Enrique Moreno Laval ss.cc.
Ante todo, conviene clarificar un par de confusiones acerca de lo que celebramos el 1 de noviembre. No estamos celebrando, tan solo, a los santos y santas oficialmente canonizados por la Iglesia. Tampoco estamos haciendo memoria de los fieles difuntos. ¿Qué celebramos entonces? Expliquemos.
Estrictamente, celebramos a todos aquellos y aquellas que han vivido, con la mayor plenitud posible, lo que Dios quiere para cada hombre y cada mujer en esta tierra: la vivencia de un amor que, recibido de parte de Dios, es compartido generosamente con los demás. Son los que han seguido a Jesús y se han esforzado por vivir como él. Los que han sabido tener un corazón sencillo, un corazón limpio, un corazón misericordioso, un corazón consolador, porque ellos mismos han recibido misericordia y consuelo; aquellos que no han buscado posesión alguna. Son los que han gastado su vida por construir una sociedad justa para todos, trabajando afanosamente por la paz, a pesar de las persecuciones. Estas personas han llevado a cabo ese programa de vida señalado por Jesús en las llamadas “bienaventuranzas”, cuyo texto proclamamos en el evangelio de la fiesta de hoy (Mateo 5, 1-12). Quienes han vivido y muerto así, han alcanzado la vida plena; ya están en el “cielo”, viendo la luz del rostro de Dios para siempre, de acuerdo con las metáforas usadas en la liturgia. Aunque el “cómo” de todo esto permanezca para nosotros en el misterio. Al respecto, Esteban Gumucio decía: “No entiendo nada, pero ¡creo!”
¿Es posible ser felices viviendo de esta manera? Creemos firmemente que sí. Una multitud de testigos nos afirman que es posible. Por eso hoy damos gracias a Dios, alabándolo por esas vidas santas, retratadas en esa imagen del libro del Apocalipsis que leemos hoy como primera lectura: “gentes de toda nación, raza, pueblo y lengua, todos vestidos con túnicas blancas y palmas en las manos, proclamando: la salvación viene de nuestro Dios” (Apocalipsis 7, 2-4.9-14). Todos quienes “fieles a la verdad, vivieron de acuerdo con ella”, según afirma la segunda lectura de hoy (3 Juan, 1-3). No celebramos, entonces, solo aquellos santos y santas canónicamente reconocidos como tales por la institución de la Iglesia, sino todos los que han vivido la esencia de lo que llamamos la “santidad”. Todos los santos y santas anónimos. Los que, guardando las distancias, han sido santos como Dios es santo, incluyendo los santos de otras religiones y los que fueron santos sin haber profesado ninguna religión.

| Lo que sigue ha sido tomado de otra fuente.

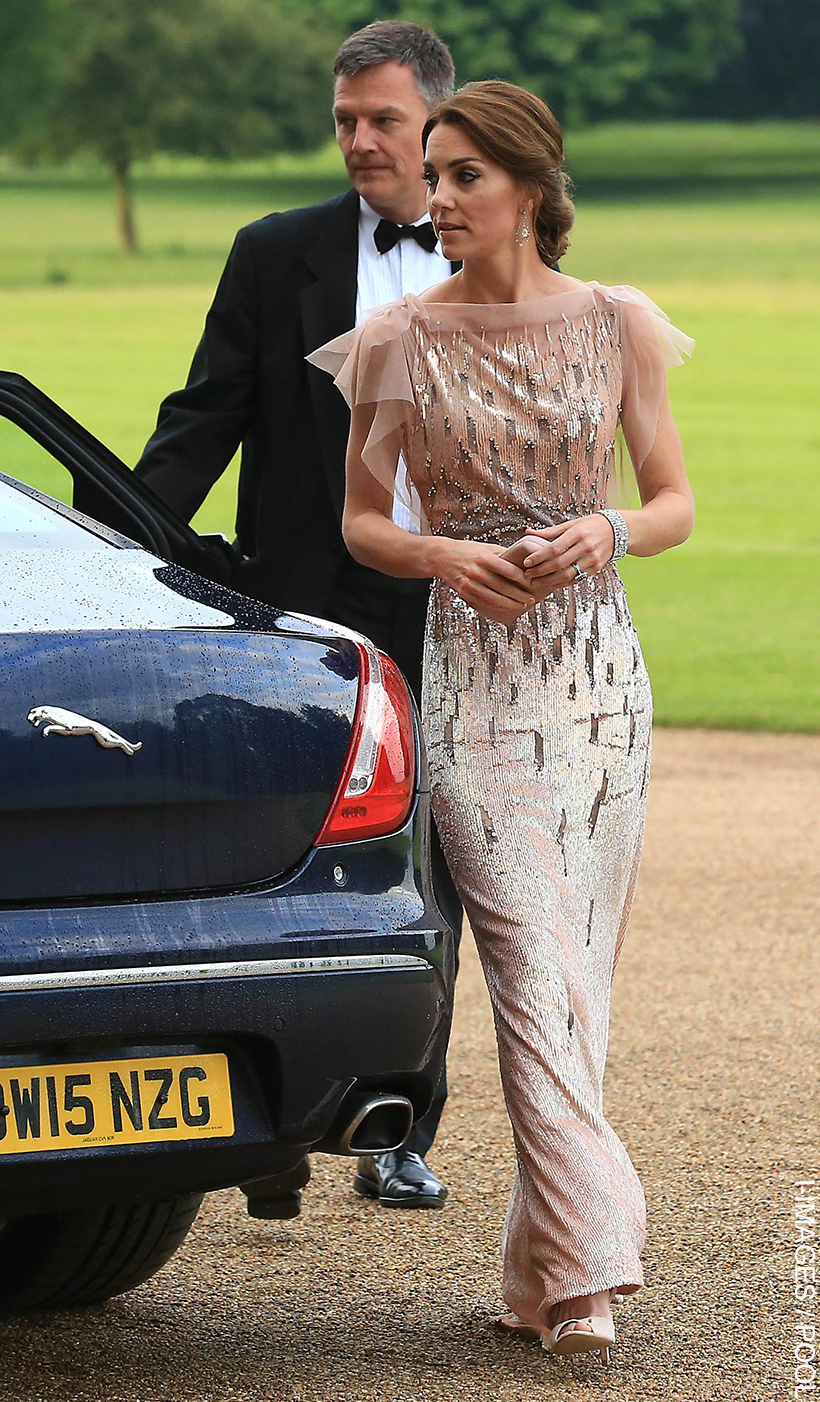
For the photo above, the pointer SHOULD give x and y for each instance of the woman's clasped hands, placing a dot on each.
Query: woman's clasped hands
(583, 544)
(503, 589)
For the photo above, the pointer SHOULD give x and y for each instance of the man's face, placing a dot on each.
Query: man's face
(379, 117)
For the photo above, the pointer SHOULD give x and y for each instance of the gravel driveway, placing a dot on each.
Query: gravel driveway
(711, 1083)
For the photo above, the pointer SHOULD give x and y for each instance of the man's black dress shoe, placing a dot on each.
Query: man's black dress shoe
(398, 1179)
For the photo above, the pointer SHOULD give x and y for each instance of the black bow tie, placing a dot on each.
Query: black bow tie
(387, 234)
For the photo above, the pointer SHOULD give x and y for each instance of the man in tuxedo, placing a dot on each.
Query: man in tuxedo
(292, 282)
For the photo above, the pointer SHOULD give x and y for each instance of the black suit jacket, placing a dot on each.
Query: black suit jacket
(289, 285)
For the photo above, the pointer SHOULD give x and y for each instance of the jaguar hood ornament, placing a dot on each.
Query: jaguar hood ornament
(56, 721)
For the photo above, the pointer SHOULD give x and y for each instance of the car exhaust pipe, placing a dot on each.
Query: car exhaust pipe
(369, 1123)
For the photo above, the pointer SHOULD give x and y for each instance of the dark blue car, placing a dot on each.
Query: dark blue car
(219, 944)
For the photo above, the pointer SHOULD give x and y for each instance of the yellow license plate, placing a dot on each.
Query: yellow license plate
(96, 1104)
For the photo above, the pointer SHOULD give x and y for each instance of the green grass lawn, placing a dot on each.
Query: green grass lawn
(719, 225)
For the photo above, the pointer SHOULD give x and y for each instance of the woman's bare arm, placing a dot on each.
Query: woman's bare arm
(665, 518)
(474, 569)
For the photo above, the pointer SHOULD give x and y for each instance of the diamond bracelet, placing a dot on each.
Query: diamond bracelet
(621, 532)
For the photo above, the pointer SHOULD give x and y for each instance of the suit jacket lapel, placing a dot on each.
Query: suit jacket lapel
(328, 309)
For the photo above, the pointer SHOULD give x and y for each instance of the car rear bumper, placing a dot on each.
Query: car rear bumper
(299, 1039)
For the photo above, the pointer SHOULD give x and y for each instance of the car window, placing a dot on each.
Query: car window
(23, 457)
(27, 523)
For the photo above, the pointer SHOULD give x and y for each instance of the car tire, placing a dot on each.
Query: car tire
(80, 1258)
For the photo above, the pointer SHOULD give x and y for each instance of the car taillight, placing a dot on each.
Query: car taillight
(377, 784)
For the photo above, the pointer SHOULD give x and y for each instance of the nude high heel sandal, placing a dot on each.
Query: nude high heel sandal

Tampoco celebramos hoy, estrictamente, la memoria de los fieles difuntos. Según la liturgia católica, corresponde recordarlos el 2 de noviembre. Pero la realidad se impone a la planificación litúrgica, y el pueblo cristiano visita hoy los cementerios recordando con cariño a sus difuntos, por una razón práctica: en Chile y en otros países, el 1 de noviembre es feriado. Es un hecho que no podemos eludir en la celebración de hoy; más bien, conviene aludir a este sentimiento tan sagrado. Pero ¿por qué rezamos por nuestros difuntos?
Alguien podría argumentar: si creemos realmente en la infinita misericordia de Dios, ¿necesitamos convencerlo, con nuestras insistentes oraciones, para que sea misericordioso con nuestros seres queridos? Parecería innecesario. Pero sí convendría recordarlos con cariño, en oración, para volver a sentirlos muy cercanos, para aprender de tanto amor bueno que nos dejaron, dándoles gracias; para pedirles perdón por lo que no supimos hacer por ellos, y para comprometernos a completar aquello que quedó pendiente, cuando dejaron esta tierra. Nos habita la certeza de que, para Dios, todos nuestros muertos están vivos. Nuestro Dios es un Dios de vivos, no de muertos.
Nos deja tarea esta fiesta de Todos los Santos. Una tarea llena de esperanza. El escritor Oscar Wilde, de origen irlandés, lo expresaba de esta manera: “Todo santo tiene un pasado y todo pecador tiene un futuro”. Jesús ya lo había garantizado: “Tengan ánimo, tengan valor, yo he vencido al mundo” (Juan 16, 33). A pesar de nosotros mismos, ¡tenemos futuro!